Wednesday 11 January 2012

The Myth of Social Equality

Cruel Envy

It's an old saw, but with all the nonsense swirling about calling for equality and the terrible evils of inequality, it's worth repeating.  What would happen if we introduced egalitarianism into sport?

The analogy is re-presented by Martin Robinson in the NZ Herald.  Yes, it has been said before, but worth repeating, especially because the champions of egalitarianism are lifting their lusty voice everywhere.


Kicking equality myth into touch

By Martin Robinson
Thursday Jan 5, 2012Slashing the All Blacks' pay packets would eventually 
result in a third-rate team. Photo / Rod Burgin

Reports on the distribution of wealth in New Zealand usually reveal increasing inequality. Rugby is a good example of this widespread trend.

New Zealand rugby players come in all ages, shapes and sizes, and both sexes. Players vary greatly as regards their skill levels, commitment and training schedules. Rewards for players are extraordinarily unequal, as most actually pay to play while a very few are paid hundreds of thousands of dollars.

Is this fair or unfair? Should the Labour Party, the Greens or the Occupy Auckland movement campaign for more-equal payment of rugby players? Should the "greedy" All Blacks be forced to hand over some of their colossal income to the more impoverished fellow players? Should the Government intervene to reduce this glaring disparity in rewards?

Reducing the pay of All Blacks and spreading it among the less well rewarded rugby players, even if it is a good idea in theory, poses immense practical problems. Would the All Blacks agree to a significant pay cut? If they did, the team would become a 2nd or 3rd XV of players who were willing to play for the reduced reward. We would never beat the Aussies, and maybe the All Blacks team would disappear. So the equality campaign would have succeeded in narrowing pay differentials, but at the cost of destroying the world's greatest rugby team. . . .

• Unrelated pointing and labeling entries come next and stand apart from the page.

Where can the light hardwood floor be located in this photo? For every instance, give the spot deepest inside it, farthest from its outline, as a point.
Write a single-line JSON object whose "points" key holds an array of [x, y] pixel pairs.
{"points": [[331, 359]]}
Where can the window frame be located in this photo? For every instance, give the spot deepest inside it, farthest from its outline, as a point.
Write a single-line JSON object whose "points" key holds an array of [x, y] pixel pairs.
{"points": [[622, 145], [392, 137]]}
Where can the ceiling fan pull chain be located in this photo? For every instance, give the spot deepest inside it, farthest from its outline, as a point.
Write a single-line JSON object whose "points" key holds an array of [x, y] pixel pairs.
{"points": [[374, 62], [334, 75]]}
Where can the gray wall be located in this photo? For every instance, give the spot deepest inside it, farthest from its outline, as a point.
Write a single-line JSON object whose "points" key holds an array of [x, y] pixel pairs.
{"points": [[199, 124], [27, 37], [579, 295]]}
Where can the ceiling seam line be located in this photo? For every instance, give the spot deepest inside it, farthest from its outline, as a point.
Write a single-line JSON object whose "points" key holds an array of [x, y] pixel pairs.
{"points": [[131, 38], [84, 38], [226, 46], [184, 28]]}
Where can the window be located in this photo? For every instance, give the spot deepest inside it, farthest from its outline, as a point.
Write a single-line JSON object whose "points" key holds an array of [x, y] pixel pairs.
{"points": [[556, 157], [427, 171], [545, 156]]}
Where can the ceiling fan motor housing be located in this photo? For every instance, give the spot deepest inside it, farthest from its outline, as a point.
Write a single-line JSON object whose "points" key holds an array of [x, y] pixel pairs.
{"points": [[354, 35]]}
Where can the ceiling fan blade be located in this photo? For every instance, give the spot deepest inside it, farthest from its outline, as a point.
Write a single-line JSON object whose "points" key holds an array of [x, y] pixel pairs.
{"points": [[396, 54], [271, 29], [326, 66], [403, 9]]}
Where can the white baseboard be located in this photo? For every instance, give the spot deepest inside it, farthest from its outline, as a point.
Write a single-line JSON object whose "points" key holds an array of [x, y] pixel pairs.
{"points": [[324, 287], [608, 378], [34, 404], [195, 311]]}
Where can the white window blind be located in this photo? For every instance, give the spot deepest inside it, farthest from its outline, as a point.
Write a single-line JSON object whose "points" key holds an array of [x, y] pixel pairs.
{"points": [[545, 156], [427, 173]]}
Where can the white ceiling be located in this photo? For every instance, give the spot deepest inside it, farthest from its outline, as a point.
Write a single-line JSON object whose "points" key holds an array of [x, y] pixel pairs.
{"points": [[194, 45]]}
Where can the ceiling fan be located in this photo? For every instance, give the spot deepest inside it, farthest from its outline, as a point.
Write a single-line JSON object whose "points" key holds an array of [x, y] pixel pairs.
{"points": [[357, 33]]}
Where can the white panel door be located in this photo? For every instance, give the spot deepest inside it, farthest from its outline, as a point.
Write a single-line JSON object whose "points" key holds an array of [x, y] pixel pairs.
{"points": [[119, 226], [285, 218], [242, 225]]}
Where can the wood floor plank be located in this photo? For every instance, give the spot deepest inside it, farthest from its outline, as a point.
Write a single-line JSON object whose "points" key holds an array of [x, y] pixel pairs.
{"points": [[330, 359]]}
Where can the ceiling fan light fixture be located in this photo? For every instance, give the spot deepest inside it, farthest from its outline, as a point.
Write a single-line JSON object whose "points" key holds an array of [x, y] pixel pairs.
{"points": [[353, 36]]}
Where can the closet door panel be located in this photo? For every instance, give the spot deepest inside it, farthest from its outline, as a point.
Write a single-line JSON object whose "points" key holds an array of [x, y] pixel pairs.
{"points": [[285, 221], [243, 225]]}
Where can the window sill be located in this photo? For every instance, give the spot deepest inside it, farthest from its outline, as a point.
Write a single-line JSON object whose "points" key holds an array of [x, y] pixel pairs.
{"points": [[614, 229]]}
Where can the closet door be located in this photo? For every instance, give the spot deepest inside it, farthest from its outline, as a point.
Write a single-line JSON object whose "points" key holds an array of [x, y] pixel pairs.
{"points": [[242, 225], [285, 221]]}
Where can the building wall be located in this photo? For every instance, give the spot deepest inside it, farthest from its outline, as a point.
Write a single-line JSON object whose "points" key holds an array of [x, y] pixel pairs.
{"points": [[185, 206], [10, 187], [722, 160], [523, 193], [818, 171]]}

Every family is unequal. Both my brothers are much richer than I am, but I don't envy them or think there is anything unfair about it. I don't regard them as greedier than I am.  I am the poor relation. If I had worked harder, invested more wisely and spent less time on holiday, I would have more money in the bank, but they are the choices I made. I don't regret anything so I'm content with our financial inequality. When I met my brother on holiday on the Gold Coast, I stayed in a motel-cum-backpackers while he stayed in the Sheraton.  Of course, my attitude could be very different. If I was an envious person, I could deplore the "injustice" of inequality, or blame Rogernomics and the capitalist system. Why should my brother drive around in a BMW coupe while I have a Suzuki? Why should he live in a gated community with a pool while I live in a plain two-bedroom unit? Well, he has earned it and I have not. It's as simple as that. . . .

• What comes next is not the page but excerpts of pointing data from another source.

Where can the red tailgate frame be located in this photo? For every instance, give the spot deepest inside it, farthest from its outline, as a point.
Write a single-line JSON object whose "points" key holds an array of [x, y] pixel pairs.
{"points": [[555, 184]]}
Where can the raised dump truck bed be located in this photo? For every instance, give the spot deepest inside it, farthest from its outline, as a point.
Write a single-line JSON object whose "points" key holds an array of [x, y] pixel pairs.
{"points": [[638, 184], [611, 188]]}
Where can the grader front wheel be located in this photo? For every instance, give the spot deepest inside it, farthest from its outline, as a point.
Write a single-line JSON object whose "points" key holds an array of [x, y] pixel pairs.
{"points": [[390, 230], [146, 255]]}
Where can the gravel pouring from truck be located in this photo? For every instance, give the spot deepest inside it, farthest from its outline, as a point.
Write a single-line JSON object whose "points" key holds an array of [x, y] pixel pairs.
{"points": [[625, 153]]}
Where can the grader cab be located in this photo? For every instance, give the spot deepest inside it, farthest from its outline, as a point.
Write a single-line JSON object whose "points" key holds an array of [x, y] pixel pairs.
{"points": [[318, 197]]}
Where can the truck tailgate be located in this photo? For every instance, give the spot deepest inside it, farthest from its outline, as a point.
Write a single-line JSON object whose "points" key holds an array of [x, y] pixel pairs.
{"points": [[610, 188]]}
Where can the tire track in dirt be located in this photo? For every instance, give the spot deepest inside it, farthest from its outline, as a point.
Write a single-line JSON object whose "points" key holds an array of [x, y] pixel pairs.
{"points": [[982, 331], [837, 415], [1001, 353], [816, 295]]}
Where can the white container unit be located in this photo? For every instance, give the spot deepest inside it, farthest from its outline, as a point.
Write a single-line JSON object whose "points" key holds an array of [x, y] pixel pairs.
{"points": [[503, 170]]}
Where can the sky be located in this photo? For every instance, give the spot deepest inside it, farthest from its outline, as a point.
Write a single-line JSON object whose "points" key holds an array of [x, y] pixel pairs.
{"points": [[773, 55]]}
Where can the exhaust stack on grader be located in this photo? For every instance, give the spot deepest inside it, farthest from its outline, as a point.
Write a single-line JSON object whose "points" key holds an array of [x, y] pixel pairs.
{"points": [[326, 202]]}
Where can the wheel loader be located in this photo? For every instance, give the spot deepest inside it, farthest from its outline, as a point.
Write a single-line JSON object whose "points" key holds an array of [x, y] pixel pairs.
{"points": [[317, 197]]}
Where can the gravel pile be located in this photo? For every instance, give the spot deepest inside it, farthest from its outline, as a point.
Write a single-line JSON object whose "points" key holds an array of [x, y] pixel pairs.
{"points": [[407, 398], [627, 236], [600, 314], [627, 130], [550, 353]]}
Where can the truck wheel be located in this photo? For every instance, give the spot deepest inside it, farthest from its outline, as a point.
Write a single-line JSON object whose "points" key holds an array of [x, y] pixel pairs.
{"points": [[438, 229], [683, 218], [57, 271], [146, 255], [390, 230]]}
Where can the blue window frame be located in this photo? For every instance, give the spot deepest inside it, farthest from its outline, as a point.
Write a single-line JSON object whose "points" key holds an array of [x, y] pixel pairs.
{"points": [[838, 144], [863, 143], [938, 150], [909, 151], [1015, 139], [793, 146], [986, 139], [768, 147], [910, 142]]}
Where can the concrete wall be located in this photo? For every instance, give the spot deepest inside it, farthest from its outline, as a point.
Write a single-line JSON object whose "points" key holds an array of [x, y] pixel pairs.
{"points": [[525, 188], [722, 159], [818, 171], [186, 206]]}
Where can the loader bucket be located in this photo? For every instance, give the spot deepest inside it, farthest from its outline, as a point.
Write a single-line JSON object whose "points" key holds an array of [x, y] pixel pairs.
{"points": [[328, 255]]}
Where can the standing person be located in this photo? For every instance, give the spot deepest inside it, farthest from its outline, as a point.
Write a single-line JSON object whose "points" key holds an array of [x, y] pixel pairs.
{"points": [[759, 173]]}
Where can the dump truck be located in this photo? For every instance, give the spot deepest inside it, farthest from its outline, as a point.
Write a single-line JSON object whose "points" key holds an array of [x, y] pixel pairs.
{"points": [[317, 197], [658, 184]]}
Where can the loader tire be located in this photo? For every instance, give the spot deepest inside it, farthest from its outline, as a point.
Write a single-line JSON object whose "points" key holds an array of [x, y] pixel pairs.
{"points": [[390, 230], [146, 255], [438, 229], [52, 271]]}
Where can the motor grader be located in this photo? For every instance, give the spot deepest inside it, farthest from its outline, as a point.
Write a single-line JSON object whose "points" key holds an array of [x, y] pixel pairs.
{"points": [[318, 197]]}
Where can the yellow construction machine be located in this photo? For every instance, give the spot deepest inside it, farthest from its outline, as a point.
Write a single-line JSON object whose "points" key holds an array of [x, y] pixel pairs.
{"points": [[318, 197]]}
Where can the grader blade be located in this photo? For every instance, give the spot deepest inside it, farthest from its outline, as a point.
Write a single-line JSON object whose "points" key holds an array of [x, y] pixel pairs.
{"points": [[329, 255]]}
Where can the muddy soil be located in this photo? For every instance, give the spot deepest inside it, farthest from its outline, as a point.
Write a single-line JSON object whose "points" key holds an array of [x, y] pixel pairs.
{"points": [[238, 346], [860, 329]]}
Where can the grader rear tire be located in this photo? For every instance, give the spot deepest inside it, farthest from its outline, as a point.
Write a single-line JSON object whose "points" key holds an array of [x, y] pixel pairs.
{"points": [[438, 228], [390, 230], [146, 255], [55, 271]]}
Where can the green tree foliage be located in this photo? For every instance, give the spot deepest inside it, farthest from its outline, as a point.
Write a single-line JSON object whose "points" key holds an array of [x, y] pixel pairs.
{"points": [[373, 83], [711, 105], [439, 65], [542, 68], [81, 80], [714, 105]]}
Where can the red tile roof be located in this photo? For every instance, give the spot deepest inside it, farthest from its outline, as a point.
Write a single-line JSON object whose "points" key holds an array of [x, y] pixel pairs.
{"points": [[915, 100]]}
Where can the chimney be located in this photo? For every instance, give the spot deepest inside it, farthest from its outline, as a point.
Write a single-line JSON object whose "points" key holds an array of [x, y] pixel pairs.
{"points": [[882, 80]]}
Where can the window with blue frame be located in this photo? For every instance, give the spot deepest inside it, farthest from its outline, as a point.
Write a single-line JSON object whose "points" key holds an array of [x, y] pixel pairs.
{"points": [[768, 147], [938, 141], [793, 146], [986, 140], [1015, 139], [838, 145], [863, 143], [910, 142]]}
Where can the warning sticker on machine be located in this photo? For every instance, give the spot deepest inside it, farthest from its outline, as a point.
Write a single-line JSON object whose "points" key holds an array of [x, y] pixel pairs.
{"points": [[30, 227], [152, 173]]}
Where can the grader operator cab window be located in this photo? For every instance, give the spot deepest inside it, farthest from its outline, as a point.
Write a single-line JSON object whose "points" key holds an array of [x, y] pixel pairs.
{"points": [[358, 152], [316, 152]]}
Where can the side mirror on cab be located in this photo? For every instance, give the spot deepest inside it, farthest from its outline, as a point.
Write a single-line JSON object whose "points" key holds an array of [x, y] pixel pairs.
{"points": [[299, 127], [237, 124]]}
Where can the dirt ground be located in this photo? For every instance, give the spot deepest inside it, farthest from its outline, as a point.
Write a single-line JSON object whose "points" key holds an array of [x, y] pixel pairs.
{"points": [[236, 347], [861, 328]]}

Every week, a thousand Kiwis are heading to Australia. Is this because Australia is a more equal society than New Zealand? Not one person is going for that reason. They are going because Australia offers more opportunity. Successful societies are the ones that provide the most opportunities, not the ones with the most equality of income or wealth.


The way to reduce poverty in New Zealand is to increase exports, improve workers' skills and productivity, create more wealth and jobs, and then raise the minimum wage.  If New Zealand is becoming more unequal, the answer is for us poorer ones to work and save harder and smarter in order to even things up.

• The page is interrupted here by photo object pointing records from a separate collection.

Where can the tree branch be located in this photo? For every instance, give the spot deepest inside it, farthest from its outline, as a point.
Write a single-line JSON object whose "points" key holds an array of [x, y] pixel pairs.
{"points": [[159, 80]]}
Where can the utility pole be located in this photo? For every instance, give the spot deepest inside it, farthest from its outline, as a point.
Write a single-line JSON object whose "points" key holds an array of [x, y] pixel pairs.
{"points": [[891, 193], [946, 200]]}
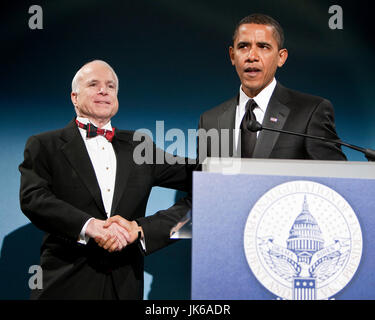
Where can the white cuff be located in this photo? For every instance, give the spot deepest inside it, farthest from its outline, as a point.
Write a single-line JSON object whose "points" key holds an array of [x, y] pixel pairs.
{"points": [[83, 238]]}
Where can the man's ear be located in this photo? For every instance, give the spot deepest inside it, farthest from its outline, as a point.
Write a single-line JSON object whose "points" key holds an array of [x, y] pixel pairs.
{"points": [[73, 96], [231, 54], [283, 55]]}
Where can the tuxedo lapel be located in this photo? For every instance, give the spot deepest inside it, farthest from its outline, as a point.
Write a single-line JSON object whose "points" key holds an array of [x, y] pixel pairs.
{"points": [[125, 163], [75, 151], [227, 121], [275, 118]]}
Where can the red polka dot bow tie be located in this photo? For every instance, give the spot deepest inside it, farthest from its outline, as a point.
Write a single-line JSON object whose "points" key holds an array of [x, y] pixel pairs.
{"points": [[92, 131]]}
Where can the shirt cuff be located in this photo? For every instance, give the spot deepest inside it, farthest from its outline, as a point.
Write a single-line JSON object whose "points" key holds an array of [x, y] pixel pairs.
{"points": [[83, 238]]}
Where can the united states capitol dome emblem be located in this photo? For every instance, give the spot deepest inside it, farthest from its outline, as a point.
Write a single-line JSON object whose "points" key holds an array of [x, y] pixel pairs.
{"points": [[303, 241]]}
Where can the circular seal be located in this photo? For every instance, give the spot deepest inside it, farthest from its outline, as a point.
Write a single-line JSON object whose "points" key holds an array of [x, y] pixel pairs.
{"points": [[303, 241]]}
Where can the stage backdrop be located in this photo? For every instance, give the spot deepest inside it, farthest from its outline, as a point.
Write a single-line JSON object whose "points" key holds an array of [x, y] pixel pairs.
{"points": [[172, 61]]}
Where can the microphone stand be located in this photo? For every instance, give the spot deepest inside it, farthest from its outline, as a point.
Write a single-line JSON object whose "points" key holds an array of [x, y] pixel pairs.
{"points": [[255, 126]]}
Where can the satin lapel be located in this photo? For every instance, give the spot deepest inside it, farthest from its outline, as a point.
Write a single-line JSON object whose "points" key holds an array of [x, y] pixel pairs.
{"points": [[75, 151], [275, 118], [125, 163], [227, 121]]}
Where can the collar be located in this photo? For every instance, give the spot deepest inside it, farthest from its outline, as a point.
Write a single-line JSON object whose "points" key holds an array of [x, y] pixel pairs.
{"points": [[262, 99]]}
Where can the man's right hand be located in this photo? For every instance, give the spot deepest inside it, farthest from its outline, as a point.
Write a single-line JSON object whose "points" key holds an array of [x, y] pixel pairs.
{"points": [[113, 236]]}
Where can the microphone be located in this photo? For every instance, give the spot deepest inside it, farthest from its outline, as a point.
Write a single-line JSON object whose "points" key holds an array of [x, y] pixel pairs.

* Martin Robinson is a freelance writer living in West Auckland.

Well, actually we have seen it happen--the monumentally stupid idea that everyone should get the same recognition, the same reward because everyone is equal.  In children's sport and primary school prizegivings there are now many egalitarians who practise what they preach.  Every child is rewarded equally so that no-one is "left out". Everyone eventually earns "Best Player of the Day" in the course of the season.  We have watched it.  It is naive, puerile.

It is also immensely damaging to children, because the unspoken sub-text is: "Envy rules and rocks".  Kids learn it very quickly.  It corrodes their souls.